Pore control… on a wafer scale?
Last week the rotation stage broke in the middle of a deposition. The wafer came out looking very non-uniform, and judging by the color of the film there was at least a 10 nm gradient. Since I’m not sure when the motor stopped, it’s hard to say if the underlying oxide is non-uniform as well, or if it’s just the silicon. I’m confident it stopped before the top capping oxide since the film color is most strongly dependent on the silicon film thickness.
Charles thought it would be interesting to anneal this wafer (1000 C 100 C/s no sus) and etch it.
The thicknesses are just estimates, but judging by the morphology I think my guesses are close. I’m not sure if this has any commercial value, but it was cool to see the drastic change in pore type across the same wafer. This does make the case for a highly uniform film deposition process (remember the CVC days?).
The yield looks pretty high on this wafer – how was the pinhole density? Can we do a few burst pressures on the the different thicknesses to see if everything is consistent. Do the membranes themselves go from bright white (thick) to light blue (thin)?
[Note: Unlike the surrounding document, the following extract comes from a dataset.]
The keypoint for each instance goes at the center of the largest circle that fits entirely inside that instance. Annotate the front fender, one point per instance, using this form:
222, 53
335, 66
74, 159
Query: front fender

It’s surprising to me that thin membranes with a thin capping oxide layer would not take some kind of yield hit. There could be some very useful information here.
The wafer ranges in color from really light blue, top of the wafer, to a light brown-gray at the bottom of the wafer. This is with the flat to the right.
I counted the samples lost to pinholes based on quadrants and the top half which is white to blue in color (thicker) has 26 samples lost to pinholes and the bottom half of the wafer with a purple to brown (thinner) had 6 samples lost to pinholes. It’s counter intuitive that the thinner SiO2/Si layers have less pinholes than the thicker SiO2/Si layers.
The thinner silicon is more resistant to crystallization (small pores) and thus less prone to pinholes. E.g. we rarely see pinholes in an amorphous membrane.
I’m starting to like the concept of intentionally depositing a linearly (approximately) varying film thickness for characterization purposes. The changes in morphology shown in this post is striking, since it covers almost everything we have seen over multiple weeks in 10’s of wafers. If we use a mask design with many more TEMs distributed across the surface, we could test 20 different thicknesses on a single wafer.
Granted, the temp uniformity and atomic trajectories won’t perfectly match our standard uniform process, but the data above suggests that it could be a good approximation. This would also be a good way to determine if oxide thickness affects pore morphology.
Let’s design an appropriate mask and try this on 1 or 2 more wafers (If Dave doesn’t mind doing a bunch of imaging, maybe 5-10 samples/wafer). The first step would be to deposit an oxide ~50nm thick from one gun w/o rotation, and have me profile the thickness, so we know what we are dealing with in terms of variation, and the relationship to our typical dep rate.
Sounds like a plan. What about using one of SiMPore’s TEM grid masks?